90 Billion Euros Wiped Off Market Value in Minutes
July 19, 2002
LONDON (Reuters) - Europe's biggest companies had 90 billion euros wiped off their market value at the open on Friday after U.S. shares slumped to fresh five-year lows in late trade on Thursday and as Ericsson posted gloomy earnings.
The world's biggest maker of mobile networks reported a worse-than-expected second quarter loss of 3.5 billion Swedish crowns, its seventh straight loss, and announced a long-awaited $3.25 billion rights issue.
That hit Ericsson shares hard in unofficial trading and knocked fellow telecom equipment makers Alcatel and Nokia down between 5.1 percent and 6.7 percent.
Epcos AG added to the tech gloom after the German electronic components maker unexpectedly announced a loss for the third quarter and said it saw no improvement in the fourth quarter, pushing its shares down by 13 percent.
"It's worrying that companies are not managing to transfer the seemingly good macroeconomic data into good profit growth, which indicates some sort of structural problem," said Sharon Coombs, European strategist for HSBC.
That echoed talk earlier in the year of a 'profitless recovery', although a weak Philadelphia Fed survey after most European markets closed on Thursday suggested the U.S. economy was flying into fresh turbulence anyway.
The FTSE Eurotop 300 index of pan-European blue chips lost 2.27 percent and headed back toward four-year lows, while the narrower DJ Euro Stoxx 50 index lost 2.8 percent.

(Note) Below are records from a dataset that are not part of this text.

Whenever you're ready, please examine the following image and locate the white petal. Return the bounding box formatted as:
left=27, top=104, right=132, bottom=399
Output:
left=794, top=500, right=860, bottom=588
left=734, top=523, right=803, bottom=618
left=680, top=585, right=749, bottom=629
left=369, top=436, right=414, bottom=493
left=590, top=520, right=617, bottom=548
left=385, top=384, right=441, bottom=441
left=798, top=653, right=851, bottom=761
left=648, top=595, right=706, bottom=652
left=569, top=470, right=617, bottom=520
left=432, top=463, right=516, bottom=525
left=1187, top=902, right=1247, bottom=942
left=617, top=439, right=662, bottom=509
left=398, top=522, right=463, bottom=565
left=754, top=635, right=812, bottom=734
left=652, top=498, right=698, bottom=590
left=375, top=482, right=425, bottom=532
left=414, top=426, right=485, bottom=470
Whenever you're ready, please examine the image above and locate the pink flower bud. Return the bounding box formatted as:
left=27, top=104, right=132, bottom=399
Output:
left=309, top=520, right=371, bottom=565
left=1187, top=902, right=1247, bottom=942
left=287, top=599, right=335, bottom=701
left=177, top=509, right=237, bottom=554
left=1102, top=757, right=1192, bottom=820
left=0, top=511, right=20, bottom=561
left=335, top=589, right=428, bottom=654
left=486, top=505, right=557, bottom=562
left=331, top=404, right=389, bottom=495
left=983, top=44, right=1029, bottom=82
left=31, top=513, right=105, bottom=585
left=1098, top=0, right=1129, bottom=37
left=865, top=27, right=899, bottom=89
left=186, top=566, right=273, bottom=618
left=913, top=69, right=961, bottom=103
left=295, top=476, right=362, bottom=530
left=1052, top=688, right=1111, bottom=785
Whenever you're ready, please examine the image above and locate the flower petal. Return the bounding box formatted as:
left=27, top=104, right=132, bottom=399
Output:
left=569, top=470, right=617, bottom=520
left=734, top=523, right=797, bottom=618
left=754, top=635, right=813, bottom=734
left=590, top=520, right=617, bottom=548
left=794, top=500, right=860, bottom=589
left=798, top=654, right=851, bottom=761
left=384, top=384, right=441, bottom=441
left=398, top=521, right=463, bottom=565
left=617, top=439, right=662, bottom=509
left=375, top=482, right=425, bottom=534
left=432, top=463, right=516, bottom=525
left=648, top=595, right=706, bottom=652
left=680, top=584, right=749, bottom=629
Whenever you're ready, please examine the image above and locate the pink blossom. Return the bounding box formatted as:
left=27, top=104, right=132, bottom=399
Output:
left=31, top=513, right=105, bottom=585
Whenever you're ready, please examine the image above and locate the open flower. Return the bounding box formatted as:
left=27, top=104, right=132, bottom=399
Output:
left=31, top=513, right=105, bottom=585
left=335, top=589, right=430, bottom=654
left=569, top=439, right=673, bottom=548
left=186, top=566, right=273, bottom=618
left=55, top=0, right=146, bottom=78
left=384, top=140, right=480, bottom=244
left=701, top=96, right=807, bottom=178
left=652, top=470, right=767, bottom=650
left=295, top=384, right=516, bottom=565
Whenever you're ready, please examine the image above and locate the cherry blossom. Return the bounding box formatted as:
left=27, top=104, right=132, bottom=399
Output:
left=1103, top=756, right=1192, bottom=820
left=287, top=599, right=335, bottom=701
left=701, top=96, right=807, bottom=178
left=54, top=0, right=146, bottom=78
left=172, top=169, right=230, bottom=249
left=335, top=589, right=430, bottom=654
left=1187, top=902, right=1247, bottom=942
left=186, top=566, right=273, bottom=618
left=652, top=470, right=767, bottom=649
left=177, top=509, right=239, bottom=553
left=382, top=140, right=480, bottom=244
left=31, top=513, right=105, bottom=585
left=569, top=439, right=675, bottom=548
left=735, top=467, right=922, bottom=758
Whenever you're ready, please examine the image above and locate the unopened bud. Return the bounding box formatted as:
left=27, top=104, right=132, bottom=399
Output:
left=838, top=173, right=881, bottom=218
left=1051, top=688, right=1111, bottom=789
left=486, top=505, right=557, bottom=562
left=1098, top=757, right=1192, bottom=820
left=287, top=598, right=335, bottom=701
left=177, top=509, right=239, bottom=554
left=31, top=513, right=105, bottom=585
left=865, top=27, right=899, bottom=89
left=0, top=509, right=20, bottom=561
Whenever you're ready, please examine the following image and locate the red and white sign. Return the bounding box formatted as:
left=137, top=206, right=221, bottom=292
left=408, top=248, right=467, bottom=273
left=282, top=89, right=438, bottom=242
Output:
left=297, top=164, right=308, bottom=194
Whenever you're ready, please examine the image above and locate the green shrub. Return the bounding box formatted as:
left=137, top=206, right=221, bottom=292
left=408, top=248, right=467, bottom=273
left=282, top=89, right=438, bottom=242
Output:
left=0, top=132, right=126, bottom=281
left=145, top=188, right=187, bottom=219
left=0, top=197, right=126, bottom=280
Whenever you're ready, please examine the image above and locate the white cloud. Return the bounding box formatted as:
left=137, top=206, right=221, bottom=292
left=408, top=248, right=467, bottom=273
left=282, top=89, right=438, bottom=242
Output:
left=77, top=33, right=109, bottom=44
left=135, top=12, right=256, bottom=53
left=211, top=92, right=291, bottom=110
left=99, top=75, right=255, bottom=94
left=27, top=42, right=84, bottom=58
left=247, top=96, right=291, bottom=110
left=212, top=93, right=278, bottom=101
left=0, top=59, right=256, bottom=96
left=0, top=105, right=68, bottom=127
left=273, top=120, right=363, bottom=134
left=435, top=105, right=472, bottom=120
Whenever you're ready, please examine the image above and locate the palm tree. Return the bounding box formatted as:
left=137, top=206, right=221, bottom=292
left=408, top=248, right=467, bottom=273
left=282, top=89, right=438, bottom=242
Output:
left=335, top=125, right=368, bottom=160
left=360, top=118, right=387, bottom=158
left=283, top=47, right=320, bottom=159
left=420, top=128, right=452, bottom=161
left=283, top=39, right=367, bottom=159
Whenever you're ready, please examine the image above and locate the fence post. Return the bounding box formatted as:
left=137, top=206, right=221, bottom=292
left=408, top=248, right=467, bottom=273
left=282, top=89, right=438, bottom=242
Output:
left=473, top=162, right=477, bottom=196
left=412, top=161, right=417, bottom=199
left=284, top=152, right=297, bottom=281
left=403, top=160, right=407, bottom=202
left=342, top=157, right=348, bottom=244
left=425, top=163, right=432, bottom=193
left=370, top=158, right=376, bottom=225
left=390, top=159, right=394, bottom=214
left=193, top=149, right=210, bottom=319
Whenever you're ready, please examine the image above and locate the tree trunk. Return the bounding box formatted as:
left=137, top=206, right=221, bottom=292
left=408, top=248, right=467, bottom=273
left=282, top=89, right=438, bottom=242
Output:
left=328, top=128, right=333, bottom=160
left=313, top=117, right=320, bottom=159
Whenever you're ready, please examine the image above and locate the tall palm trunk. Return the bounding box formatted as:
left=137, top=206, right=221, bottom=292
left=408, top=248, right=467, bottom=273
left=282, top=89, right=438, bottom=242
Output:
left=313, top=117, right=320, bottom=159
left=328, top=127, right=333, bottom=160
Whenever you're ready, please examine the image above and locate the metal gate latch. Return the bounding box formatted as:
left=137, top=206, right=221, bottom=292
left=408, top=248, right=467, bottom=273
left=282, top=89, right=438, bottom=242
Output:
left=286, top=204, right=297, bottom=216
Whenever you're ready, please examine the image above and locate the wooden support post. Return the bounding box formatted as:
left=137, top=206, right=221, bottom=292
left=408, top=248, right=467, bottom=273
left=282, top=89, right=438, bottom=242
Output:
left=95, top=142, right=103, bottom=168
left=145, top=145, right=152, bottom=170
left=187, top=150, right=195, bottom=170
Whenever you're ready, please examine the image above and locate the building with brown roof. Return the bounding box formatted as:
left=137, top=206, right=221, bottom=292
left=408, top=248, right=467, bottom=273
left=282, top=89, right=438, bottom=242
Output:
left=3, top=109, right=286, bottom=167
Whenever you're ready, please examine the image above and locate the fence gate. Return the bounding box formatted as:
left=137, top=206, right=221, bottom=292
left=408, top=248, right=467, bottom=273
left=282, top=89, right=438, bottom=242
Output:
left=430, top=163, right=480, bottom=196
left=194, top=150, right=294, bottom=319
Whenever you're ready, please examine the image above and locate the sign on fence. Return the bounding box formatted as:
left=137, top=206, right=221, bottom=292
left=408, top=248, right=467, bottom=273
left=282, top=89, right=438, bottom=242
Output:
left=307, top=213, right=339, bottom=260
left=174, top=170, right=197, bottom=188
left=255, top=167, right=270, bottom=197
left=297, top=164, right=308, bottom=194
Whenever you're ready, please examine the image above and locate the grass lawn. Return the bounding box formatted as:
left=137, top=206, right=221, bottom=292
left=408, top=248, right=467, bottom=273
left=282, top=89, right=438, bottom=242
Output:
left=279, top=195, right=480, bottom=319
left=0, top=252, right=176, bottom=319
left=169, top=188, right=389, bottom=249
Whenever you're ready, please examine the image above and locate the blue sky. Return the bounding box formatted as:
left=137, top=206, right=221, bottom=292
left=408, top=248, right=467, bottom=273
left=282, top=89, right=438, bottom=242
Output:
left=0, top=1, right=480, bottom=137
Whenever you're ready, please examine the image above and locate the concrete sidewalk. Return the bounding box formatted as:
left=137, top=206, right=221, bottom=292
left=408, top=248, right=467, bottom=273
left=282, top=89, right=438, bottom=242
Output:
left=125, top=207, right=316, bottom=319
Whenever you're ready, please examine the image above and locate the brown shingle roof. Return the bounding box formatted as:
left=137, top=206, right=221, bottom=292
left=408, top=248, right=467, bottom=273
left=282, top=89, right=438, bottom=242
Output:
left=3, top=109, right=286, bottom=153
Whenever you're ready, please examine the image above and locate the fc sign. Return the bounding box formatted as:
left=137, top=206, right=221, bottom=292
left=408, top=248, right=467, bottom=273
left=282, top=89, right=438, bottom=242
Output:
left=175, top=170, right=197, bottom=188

The technology sector is expected to remain the main focus through the morning, with German chipmaker Infineon Technologies also due to report later, though exporters could attract some unwelcome attention after the euro rallied to fresh 2 1/2 year highs against the dollar.
On a better note, shares in struggling British bank Abbey National rose 2.7 percent after Chief Executive Ian Harley stepped down without giving reasons, ahead of next week's second quarter earnings.
In New York, the blue chip Dow Jones industrial average closed down 1.56 percent to its lowest level since September, but the broader S&P 500 fared even worse, tumbling 2.7 percent to its lowest level since June 1997.
The tech-laden Nasdaq Composite ended down 2.88 percent, also near its five-year low.
Losses were extended in after-hours trade after the U.S. maker of computer servers, Sun Microsystems, forecast a slight loss in the current quarter, having returned to profit in the three months to end-June for the first time in five quarters.